While you can certainly buy jarred salsa verde for this (and even spruce it up a little to make it taste more fresh), it's incredibly quick and easy to whip it up at home. That means you can make it exactly how you like it. The ingredients can be simmered or roasted,* either way takes just a few minutes, and then after a quick whir in a blender, your salsa is good to go. You can even make it up to two weeks ahead, if you like.
*Simmering the salsa ingredients produces a salsa that's brighter and cleaner in flavor, while roasting (or broiling!) adds some depth of flavor from charring. Both methods are good.
The key to chilaquiles is homemade tortilla chips. The packaged variety are great for nachos, but they dissolve too easily in the much wetter chilaquiles environment. To us, one of the best parts of the dish is the crunchy bits that poke up out of the sauce, and that won't happen if your chips are completely soggy. In fact, we're so obsessed with those crunchy bits that we hold off on adding some of the chips until the very end of the cooking process, which gives these chilaquiles a fantastic variety of textures, from soft and yielding to super crunchy.
Luckily, you can find fresh corn tortillas at most grocery stores these days, and frying them is quick work. You can use a deep fryer of course, but some vegetable oil heated in a Dutch oven is just no trouble at all. Don't forget to sprinkle a little kosher salt over the chips as soon as they're out of the oil or else the salt won't stick. Once the chips are fried, you can set them aside while you prepare the other ingredients.
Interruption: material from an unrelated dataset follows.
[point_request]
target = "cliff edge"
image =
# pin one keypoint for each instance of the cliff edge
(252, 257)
For the chorizo, you'll want to find the fresh (uncooked) Mexican variety. Unlike Spanish chorizo, which is cured and can be eaten like salami, Mexican chorizo is raw. It's often sold in links, but for this recipe you'll need remove it from the casing first. Brown the crumbled pieces in a large oven-proof pan (we like to use cast iron for this), then remove the chorizo to drain on a paper towel, and remove most of the oil (save for one tablespoon) from the pan. Add the salsa and some chicken stock, bring it to a simmer, and then add about three quarters of the chips. Toss them carefully to coat without breaking them into tiny shards, then remove from the heat and set aside.
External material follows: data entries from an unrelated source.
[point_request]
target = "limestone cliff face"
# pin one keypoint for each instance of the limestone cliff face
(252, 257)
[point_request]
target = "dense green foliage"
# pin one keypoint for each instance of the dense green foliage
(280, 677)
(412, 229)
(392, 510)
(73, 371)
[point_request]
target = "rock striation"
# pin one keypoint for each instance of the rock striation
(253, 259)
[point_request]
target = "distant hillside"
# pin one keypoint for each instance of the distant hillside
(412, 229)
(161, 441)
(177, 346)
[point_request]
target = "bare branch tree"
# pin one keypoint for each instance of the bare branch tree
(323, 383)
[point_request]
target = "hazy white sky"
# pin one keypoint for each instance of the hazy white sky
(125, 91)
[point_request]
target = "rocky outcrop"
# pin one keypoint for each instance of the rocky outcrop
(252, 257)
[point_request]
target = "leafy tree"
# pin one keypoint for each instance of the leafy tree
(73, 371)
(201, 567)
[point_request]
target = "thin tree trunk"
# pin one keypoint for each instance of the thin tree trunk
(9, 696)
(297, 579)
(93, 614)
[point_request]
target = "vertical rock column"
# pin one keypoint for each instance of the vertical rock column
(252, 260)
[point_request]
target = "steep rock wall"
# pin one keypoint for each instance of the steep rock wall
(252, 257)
Make your eggs however you like them (we prefer sunny side up), then add the remaining chips and scatter the chorizo and some shredded cheese on top. At this point, because we used Jack cheese, we like to toss the pan under the broiler for just a minute or two to melt the cheese and brown the bits of tortillas poking up from the sauce. If you're using queso fresco (a more traditional choice, but one that doesn't melt), you can skip this broiling step. Then top the chilaquiles with the eggs, some crisp sliced radishes, a few pickled red onions, a drizzle of crema (or sour cream), and some slices of lime for squeezing. We like to bring the whole bubbling hot chilaquiles pan to the table so everyone can serve themselves.
This is the kind of casual food we love best. It's humble cooking, but nonetheless delicious when done well. Home-grown tomatillos not required.